Condensazione e spostamento, quindi il sogno.
Sogno e dimenticanza, quindi il racconto.
Non è importante risolvere il rebus, è importante che il rebus continui a scriversi, la trovata è nello scriversi. La soluzione giunge a sproposito grazie alla dimenticanza, il suo effetto è il riso, mentre il rebus prosegue a scriversi, a narrarsi.
Se il rebus non prosegue a scriversi intorno alle cose che si fanno, niente affari e niente interessi, solo pettegolezzi, circoli viziosi e affaccendamenti.
Se il rebus non prosegue a narrarsi niente racconto, solo l’edulcorato e perbenista specchietto per allodole dello storytellig.

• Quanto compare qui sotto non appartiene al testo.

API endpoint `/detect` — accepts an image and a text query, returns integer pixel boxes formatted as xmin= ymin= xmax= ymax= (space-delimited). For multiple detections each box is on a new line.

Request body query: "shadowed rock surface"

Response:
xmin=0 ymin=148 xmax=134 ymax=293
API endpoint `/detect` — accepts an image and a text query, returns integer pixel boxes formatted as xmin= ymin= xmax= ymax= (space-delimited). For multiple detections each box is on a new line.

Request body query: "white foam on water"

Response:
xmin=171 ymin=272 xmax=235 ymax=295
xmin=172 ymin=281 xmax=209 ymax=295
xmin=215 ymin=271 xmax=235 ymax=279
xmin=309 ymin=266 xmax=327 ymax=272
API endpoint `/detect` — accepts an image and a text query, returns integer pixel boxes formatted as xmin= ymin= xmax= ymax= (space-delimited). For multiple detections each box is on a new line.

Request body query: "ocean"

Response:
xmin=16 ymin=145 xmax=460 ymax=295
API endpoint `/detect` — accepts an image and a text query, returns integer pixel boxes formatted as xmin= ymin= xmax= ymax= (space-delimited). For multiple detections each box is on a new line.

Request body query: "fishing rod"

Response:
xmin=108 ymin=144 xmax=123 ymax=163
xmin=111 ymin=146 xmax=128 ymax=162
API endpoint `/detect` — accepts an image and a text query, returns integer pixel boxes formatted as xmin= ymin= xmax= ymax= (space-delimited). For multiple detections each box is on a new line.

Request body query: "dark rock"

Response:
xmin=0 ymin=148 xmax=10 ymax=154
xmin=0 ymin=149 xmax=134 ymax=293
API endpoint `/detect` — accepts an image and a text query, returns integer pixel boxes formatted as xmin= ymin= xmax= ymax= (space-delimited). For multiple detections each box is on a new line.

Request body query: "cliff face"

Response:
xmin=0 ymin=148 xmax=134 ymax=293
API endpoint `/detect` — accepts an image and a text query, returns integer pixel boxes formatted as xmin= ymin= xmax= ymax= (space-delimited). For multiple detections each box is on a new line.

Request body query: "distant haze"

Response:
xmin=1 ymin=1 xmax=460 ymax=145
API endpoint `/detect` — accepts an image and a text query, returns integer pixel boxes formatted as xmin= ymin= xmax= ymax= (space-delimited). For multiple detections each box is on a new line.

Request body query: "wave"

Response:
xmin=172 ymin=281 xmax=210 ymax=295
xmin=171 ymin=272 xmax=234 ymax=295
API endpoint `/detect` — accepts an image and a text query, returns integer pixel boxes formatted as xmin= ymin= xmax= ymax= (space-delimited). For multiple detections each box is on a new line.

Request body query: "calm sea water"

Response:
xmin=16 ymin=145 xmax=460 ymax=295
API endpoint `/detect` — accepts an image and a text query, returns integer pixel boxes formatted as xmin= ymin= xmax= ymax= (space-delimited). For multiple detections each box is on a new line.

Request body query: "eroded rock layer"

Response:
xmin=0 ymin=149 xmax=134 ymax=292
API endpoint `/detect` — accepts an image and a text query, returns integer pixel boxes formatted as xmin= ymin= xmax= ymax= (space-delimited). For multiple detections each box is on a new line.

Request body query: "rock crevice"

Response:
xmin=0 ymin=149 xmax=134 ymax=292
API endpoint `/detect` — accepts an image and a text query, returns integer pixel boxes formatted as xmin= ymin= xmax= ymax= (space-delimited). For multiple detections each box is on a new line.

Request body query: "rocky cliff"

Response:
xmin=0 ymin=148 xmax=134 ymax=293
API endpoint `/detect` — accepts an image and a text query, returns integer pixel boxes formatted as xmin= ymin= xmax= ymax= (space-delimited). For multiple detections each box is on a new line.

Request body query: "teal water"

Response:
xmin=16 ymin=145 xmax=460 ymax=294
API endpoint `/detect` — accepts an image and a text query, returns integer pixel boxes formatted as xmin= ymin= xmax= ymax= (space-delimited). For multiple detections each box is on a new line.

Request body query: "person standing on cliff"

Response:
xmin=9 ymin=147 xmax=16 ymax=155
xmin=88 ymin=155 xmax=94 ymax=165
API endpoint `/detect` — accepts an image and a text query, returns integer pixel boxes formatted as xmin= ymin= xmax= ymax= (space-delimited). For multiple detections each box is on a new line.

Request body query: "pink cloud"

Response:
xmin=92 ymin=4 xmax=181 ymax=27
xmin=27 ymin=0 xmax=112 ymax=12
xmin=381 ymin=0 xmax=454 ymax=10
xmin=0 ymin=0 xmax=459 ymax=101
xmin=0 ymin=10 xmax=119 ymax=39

La vita occorre sia ricca di sogno, non di pensiero.
Scaramanzia deriva da Chiromanzia, ovvero Cheiros = mano, da cui anche chirurgo e Manteia = divinazione, della stessa radice di mania e mente.
Chi pensa non è chi sogna, chi abita l’intervallo e la sospensione, ma chi emula Dio per prevedere come andranno le cose, per padroneggiarle, con le conseguenti manie persecutorie, la maniacalità perfezionista, la pressante smania su chi sta accanto, che un pò come gli antichi può anche immaginarlo savio (in sanscrito Mantu = savio).
Chi pensa, chi pesa, chi misura, dalla radice indogermanica Man, Main, che in tedesco vuol dire anche mio, ribadisce l’intendimento di padroneggiamento, lo spirito di padroneggiamento. Ecco perché costoro, alla Adolf Hitler, erano spiritati, ispirati da furore divino.